All the three of them played hide and seek. Troubles was the catcher, manners hid on the tree, and
Shut up hid behind the police station. A police asked shut up “What is your name?” he answered
“Shut up” the police stared sharply at him and shouted to him “Where is manners?” he answered
“On the tree” he asked, “Are you looking for troubles?” he answered, “Troubles are looking for me.”

Then the police took him and he spent thirty years in jail.

 

Once, someone cursed me so I had bad luck
I asked my son did you do that, he said no father and he swore to me
You are a liar! I answered and killed him
I asked my wife did you do that, she laughed and said you certainly are joking with me
Therefore, I killed her. I asked the driver did you do that, he said yes sir I am sorry
Therefore, I left him alive because he was honest.

 

 

I went to work and I was tired
My boss looked at me but I was still tired
He looked sharply at me while I had a dull expression
I took a deep breath and said ah…
I was tired I was tired
Do not these people know?
I am tired I am tired
I was sleepy cause I slept late I said
While the dull expression increased
Moreover, I said ah….
He shouted at me while I felt a chill run through my body
And dreamed of the warmness of bed
I am tired I am tired
I am tired I am tired
I answered
He told me come to my office
In addition, I said ah…
It was dull, dull and dull
I was tired, tired and tired
Do not these people understand?
So ah…. Is what I said
What is your problem?
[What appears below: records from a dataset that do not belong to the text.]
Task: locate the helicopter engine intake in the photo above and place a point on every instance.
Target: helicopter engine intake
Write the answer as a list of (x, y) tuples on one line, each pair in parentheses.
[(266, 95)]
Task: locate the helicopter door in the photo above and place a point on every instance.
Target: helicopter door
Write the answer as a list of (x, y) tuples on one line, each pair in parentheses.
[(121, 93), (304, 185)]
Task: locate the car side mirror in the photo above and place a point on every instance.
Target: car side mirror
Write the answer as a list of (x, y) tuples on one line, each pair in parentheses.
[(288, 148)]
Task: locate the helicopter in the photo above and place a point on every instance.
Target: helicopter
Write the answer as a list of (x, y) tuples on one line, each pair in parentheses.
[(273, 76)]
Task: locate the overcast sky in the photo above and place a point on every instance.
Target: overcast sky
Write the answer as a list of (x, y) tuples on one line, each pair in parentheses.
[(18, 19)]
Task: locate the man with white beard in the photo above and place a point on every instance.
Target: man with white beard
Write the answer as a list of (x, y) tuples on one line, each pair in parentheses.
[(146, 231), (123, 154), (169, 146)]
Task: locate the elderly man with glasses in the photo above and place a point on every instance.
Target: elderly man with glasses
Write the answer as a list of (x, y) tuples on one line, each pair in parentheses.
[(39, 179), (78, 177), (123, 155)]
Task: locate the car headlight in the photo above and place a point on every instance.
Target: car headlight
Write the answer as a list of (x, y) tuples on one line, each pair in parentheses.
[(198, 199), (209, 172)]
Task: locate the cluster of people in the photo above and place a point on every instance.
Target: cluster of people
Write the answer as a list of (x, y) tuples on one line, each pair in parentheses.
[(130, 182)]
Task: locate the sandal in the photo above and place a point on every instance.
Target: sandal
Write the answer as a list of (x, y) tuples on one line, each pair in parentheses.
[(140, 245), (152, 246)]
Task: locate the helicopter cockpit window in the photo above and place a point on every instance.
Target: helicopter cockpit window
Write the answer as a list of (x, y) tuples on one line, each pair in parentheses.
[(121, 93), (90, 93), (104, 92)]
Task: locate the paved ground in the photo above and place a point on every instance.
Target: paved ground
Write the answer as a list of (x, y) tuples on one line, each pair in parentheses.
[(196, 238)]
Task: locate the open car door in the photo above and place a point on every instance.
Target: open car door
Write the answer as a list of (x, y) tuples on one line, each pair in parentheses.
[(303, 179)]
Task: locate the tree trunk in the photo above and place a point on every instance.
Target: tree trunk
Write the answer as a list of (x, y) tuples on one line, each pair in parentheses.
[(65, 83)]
I said
Not knowing he is too tired
Do not you people know?
Yesterday, yesterday I slept late
I am tired I am tired I am tired I am tired
I said that and said ah….
He suddenly stood and said
Out! Out! He said and said ah…
I suddenly forted and said ah…
Then I suddenly recognized he ran fast asleep
Therefore, I joined him and we lived happily ever after.

 

Once I asked one of my students, “Can you name me an animal that flies?” All the students raised their hands and I chose one he told me an elephant is an animal, which flies. I told him that his answer is so stupid and sure, his father told him that answer so I asked him “where does your father work you idiot?’ He told me that his father is a lieutenant. I answered “Oh what a smart boy an elephant can fly but just if it gives it a try.”